Quasi 1500 partecipanti hanno ascoltato Godin con curiosità nella prima assemblea plenaria. Il suo intervento, molto atteso, è stato il punto di partenza di un ricco e variegato carnet di eventi, panel, confronti. Una full immersion di tre giorni per tutta la ampia community del terzo settore, pensata per stimolare, e soprattutto fare incontrare e dialogare, tutte le persone che lavorano a vario titolo per creare un impatto reale nell’ambiente, nella cultura, nella società, nella vita di tutti i giorni.

Godin ma anche l’AI

Il focus di questa edizione è stato l’impatto della “Intelligenza Alternativa” sul fundraising: come l’AI può aiutare la raccolta fondi. E sono state tante le case history virtuose, le esperienze e le proposte che si sono messe in luce nel corso della tre giorni. E Godin?

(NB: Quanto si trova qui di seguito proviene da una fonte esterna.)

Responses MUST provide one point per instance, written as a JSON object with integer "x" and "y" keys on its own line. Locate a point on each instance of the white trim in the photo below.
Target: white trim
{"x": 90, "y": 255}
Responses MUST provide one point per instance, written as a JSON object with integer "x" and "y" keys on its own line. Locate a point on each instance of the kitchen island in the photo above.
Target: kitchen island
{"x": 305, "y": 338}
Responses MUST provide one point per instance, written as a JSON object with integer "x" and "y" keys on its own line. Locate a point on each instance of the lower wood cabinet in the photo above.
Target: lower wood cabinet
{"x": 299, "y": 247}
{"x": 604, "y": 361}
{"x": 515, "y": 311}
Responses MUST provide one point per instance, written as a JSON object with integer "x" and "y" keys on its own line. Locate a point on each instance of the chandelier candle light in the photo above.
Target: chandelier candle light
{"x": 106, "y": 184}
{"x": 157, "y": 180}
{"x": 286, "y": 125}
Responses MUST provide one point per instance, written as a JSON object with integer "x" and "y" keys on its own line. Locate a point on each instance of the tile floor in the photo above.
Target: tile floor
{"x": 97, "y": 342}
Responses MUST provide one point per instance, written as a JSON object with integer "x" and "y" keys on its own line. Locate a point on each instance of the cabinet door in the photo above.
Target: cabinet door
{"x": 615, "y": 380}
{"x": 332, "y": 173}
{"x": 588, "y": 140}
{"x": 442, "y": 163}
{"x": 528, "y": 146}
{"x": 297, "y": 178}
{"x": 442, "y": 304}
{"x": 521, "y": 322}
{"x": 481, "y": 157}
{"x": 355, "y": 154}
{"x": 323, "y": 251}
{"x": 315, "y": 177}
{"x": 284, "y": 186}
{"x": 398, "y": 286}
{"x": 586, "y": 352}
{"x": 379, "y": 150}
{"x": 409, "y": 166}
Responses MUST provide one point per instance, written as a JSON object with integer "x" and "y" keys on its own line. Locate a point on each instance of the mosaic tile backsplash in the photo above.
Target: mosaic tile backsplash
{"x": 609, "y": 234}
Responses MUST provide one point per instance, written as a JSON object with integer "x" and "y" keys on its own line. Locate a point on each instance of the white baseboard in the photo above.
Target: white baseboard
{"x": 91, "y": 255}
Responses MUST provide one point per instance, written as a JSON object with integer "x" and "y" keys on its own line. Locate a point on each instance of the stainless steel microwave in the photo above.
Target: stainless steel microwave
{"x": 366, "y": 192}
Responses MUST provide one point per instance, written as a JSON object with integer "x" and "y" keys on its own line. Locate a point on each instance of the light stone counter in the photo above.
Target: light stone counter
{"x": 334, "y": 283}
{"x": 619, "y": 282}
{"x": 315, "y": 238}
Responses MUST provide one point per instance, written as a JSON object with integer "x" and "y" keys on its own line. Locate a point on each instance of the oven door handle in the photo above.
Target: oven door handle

Dopo l’intervento di apertura di Stefano Malfatti, presidente del Festival, ed Elisa Castellucci, responsabile dell’iniziativa, è toccato a Valerio Melandri, fondatore del Festival accogliere ‘virtualmente’ Godin e condurre con lui la chiacchierata a distanza.

Taglia la lista

Il guru ha suggerito agli operatori di non proteggersi sotto ‘l’ombrello’ di strategie preconfezionate anche quando “non piove”. Il lavoro del fundraiser non consiste solo nel raccogliere fondi, ma nel “donare possibilità”. In questa ottica, secondo il teorico del marketing, le organizzazioni non profit dovrebbero preferire logiche qualitative a quelle puramente quantitative. “Taglia la tua lista di donatori a metà. Ascoltali, non infastidirli con lo spam, mostra un interesse deve essere sincero” ha detto provocatoriamente il guru, accendendo le reazioni in platea.

In linea con la sua visione del marketing contemporaneo, anche nel fundraising Godin crede che non bisogna più seguire traiettorie mass market, generiche e con un ingaggio inevitabilmente precario. E’ più saggio e vincente scegliere con cura i propri donatori, costruire una tribù coinvolta nella causa, quella giusta e adatta ad esprimere identità, moralità, reale voglia di cambiare le cose di chi ti segue.

Bisogna andare oltre l’obiettivo della raccolta di denaro, creando comunità convinte e appassionate, continuamente motivate da storie autentiche, valori che creino condivisione e allo stesso tempo identificazione, perfino nel senso di distinzione.

Voglio la community

Le persone donano quando si fidano di un’organizzazione e si sentono parte di una comunità. Per il fundraiser, quindi, non si tratta solo di chiedere soldi, sostegno, supporto per una causa giusta, ma di costruire nel contempo relazioni autentiche. Ha ribadito – Godin – che le storie vere ma anche ben raccontate, in quest’ottica, sono il cuore del marketing e del fundraising. Ha incoraggiato le organizzazioni a non cercare di piacere a tutti, ma a trovare il proprio pubblico ideale e a ispirarlo con una visione chiara.